The cancer center is an awful place. Don’t get me wrong; they give terrific care. But from the second you pull off that busy Philadelphia street onto the winding, tree-lined driveway, you enter into that world of clenching dread. It’s impossible not to. Every person, every family, in the place is dealing with their own personal hell.

A cancer center on any day of the week presents many, many versions of agony in the garden. On Holy Thursday, that was all I could think about.

As we sat in the waiting room of the imaging center (watching Rachael Ray wave around “chicken cutlets” of the non-edible variety and wondering why she didn’t just stick to cooking on her show) someone called our name. Someone we knew. Someone whose husband has been battling a very aggressive cancer for nearly two years now. Someone whose husband is in great pain.

We moved to stand near them in another part of the waiting area where there was room for his wheelchair. We hugged them, and listened, and all talked about our kids (because that’s what parents do) and waited together until Hubs’ CT scan was done and we had to go downstairs to see his doctor and get the results.

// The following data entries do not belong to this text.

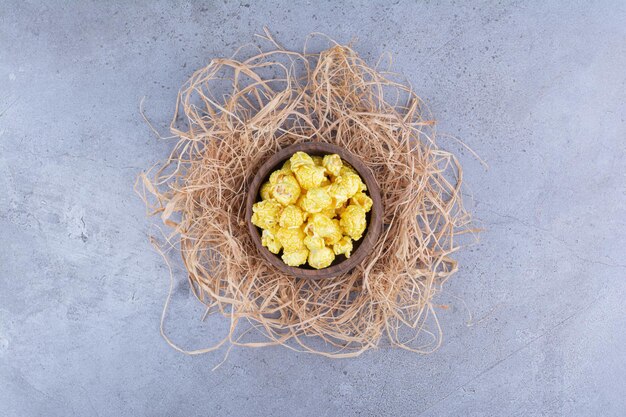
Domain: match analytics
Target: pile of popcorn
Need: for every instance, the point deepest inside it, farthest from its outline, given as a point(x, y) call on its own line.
point(312, 209)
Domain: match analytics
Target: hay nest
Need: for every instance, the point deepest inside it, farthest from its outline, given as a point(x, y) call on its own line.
point(234, 114)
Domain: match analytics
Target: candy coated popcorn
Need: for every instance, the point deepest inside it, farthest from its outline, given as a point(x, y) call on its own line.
point(324, 227)
point(269, 240)
point(321, 258)
point(299, 159)
point(316, 200)
point(314, 242)
point(353, 221)
point(286, 190)
point(318, 160)
point(312, 209)
point(333, 164)
point(290, 239)
point(265, 214)
point(343, 247)
point(309, 176)
point(296, 258)
point(279, 175)
point(291, 217)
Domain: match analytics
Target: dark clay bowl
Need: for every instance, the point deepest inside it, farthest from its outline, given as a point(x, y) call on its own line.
point(362, 247)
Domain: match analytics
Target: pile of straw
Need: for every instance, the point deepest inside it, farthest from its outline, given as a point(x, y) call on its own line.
point(235, 113)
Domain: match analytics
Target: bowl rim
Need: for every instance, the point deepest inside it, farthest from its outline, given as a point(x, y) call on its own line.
point(373, 230)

In the next waiting area, more agony. A family sitting together in a corner–husband, wife and adult daughter, chatting quietly in another language while an elderly man sat nearby and struck up a conversation with them. Turns out, they’d gotten good news that day. He shared that his wife wasn’t going to be able to beat this, that she wouldn’t even let him in to see the doctor with her.

And then he rejoiced with them–total strangers–on hearing their good news.

How much grace does it take to be able to do that?

I was practically in tears, in the waiting room, overhearing this.

We finally saw Hubs’ doctor. He got his all-clear for the next six months.

I am grateful. I am relieved.

But it’s hard to celebrate Hubs’ good news when so many of the people we saw there that day would not be receiving a similar prognosis. It’s hard to rejoice when someone we know is in pain.